Preventing negative feedback
Obviously, the best way to deal with complaints is to ensure they never happen in the first place.
That’s clearly easier said than done – but there are several very good strategies for preventing negative feedback which will help you reduce the risk of client and customer complaints.
These days, I’m fortunate to get virtually no negative feedback on my writing projects – but that’s not because I’m some kind of superstar health writer. I’m not – I’m just like any other writer.
Instead, I attribute a lack of complaints to the fact I’m extremely thorough in the pre-planning stages of every project.
Here’s what I do:
- Spend a lot of time pre-planning and gathering requirements – I need to know exactly what I’m doing, how I’m helping the client and what the project’s mandatory inclusions are
- Send samples of my work before we agree to go ahead – so my clients know my writing style, what I’m capable of, and what they’re in for
- Ensure all terms of working together are clearly defined – and have systems in place for delays, late payments and emergencies
- Refuse work that is too far outside of my comfort zone – I know my strengths and weaknesses, and if I don’t feel I can do a good job, I won’t take on a project
- Keep in touch during the project – recently, I was rewriting an entire website dedicated to radiation therapy. It was 60,000 words – which is pretty much an entire book! Do you think I wanted to send that to my client without showing at least a bit of it to them first? We agreed I would send them a few pages so they could see how I was progressing. And, they did have feedback, which I then applied to the rest of the book. The result? When I sent the first draft of the 60,000-page booklet, I only needed to spend about an hour tidying up some very minor points during the revision process.
- Document absolutely everything in writing – everything you agree to do should be documented via email – and, even if you chat on the phone, summarise the key points in writing so there’s no confusion later
- Spell everything out – leave no stone unturned when it comes to defining requirements, mandatory inclusions, costs, processes, your writing style, and deadlines
The benefit of doing all these things is not just preventing complaints. These processes also provide a smooth working relationship, ensure you’re delivering what the client or customer wants, and give you a good chance of securing ongoing work with the client.
If you do get a complaint or negative feedback
You can still do all those things I mentioned above and get complaints or negative feedback. Unfortunately, this is a part of running a business and even working in general. We can’t please everyone all the time.

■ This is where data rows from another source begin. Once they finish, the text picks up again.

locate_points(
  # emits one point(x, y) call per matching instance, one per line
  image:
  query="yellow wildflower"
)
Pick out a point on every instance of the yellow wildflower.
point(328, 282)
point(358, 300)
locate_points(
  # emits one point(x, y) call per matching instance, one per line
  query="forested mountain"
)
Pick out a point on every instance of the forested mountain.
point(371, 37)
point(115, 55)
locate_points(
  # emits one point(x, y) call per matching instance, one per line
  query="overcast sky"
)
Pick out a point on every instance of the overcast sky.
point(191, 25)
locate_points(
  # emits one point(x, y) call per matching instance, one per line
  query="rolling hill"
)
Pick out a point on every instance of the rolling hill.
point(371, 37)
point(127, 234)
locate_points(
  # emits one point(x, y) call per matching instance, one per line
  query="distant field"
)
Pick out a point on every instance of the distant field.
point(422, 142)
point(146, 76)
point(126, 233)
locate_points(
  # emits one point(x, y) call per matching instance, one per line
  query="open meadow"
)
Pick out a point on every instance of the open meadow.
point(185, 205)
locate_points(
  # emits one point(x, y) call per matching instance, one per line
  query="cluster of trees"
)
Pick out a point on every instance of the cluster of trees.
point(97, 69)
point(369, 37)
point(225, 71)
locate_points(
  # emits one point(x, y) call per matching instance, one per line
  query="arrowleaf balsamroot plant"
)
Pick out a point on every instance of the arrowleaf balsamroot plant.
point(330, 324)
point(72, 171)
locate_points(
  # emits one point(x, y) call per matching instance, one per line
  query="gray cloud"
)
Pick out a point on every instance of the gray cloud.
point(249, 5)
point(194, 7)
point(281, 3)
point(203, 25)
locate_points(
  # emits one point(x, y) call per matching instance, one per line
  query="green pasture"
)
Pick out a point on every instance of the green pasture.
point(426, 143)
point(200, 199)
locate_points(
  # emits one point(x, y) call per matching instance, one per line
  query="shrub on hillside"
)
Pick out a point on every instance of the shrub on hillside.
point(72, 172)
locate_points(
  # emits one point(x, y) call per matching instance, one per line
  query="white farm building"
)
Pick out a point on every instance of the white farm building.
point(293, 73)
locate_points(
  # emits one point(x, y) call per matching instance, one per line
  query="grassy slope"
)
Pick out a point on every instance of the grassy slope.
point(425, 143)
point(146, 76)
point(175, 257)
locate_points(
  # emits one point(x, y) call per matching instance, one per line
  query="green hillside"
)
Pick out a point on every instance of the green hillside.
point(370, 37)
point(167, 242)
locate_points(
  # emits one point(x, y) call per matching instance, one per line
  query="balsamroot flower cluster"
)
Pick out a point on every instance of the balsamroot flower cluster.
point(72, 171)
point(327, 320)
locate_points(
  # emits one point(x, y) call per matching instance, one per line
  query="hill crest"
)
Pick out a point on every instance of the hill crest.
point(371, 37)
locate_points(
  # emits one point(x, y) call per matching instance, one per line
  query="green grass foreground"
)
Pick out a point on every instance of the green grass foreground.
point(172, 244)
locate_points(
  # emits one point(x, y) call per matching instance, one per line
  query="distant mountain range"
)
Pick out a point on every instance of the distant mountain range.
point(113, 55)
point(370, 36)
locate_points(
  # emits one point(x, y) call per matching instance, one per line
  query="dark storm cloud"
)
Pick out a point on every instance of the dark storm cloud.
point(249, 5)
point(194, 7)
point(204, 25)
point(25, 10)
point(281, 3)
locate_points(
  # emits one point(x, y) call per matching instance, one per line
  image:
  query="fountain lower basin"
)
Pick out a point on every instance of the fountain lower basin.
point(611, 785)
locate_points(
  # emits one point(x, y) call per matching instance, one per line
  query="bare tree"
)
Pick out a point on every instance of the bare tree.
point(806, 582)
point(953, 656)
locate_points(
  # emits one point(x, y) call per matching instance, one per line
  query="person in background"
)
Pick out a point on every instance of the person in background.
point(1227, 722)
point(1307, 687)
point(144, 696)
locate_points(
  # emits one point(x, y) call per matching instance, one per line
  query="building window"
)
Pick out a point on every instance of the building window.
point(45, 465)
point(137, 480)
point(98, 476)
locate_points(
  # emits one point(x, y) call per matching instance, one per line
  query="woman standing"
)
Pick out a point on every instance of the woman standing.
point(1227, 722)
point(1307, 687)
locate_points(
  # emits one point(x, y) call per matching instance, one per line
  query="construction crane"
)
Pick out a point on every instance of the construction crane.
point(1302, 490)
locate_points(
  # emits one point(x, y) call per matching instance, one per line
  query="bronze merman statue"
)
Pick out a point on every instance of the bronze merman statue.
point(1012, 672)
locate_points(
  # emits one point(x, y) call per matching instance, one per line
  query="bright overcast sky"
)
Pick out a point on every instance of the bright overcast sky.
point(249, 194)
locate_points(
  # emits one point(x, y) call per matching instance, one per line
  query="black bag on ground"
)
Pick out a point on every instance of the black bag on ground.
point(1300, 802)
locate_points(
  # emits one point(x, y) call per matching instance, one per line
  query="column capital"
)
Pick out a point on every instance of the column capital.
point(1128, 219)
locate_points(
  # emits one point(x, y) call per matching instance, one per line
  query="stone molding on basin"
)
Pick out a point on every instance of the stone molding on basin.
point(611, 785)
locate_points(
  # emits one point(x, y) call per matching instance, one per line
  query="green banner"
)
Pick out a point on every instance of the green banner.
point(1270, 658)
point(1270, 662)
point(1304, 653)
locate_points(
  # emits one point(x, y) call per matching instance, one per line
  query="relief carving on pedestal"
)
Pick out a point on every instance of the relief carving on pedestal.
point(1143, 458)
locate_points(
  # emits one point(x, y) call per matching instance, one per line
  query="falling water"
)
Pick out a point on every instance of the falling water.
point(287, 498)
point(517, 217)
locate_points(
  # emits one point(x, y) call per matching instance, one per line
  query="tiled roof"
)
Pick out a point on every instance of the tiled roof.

Remember, if someone has taken the time to tell you they’re not happy, it shows they care – and all feedback should be treated seriously and graciously, with clear acknowledgement and a response.

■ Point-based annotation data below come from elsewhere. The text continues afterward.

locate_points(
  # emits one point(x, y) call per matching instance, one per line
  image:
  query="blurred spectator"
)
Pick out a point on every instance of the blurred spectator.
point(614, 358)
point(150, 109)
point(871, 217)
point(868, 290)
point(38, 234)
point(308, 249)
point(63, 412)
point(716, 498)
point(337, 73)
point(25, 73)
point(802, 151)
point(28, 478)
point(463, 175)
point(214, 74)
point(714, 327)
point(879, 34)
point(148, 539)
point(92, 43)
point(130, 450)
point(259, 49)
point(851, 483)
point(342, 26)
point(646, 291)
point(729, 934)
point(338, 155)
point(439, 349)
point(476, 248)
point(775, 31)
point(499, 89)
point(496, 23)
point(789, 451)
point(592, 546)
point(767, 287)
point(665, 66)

Because if someone has something to say about your work, and they never tell you, you’ll never know there’s a problem – and this can be worse.
The other thing is, you’re not always in the wrong if someone criticises your writing. So how do you know if feedback is justified or not? Assuming everything is your fault can be just as damaging as assuming nothing is your fault.
Perhaps the answer lies in another of Wilson’s powerful quotes: “You need a degree of resiliency and the ability to filter the junk data from the good data in order to improve.”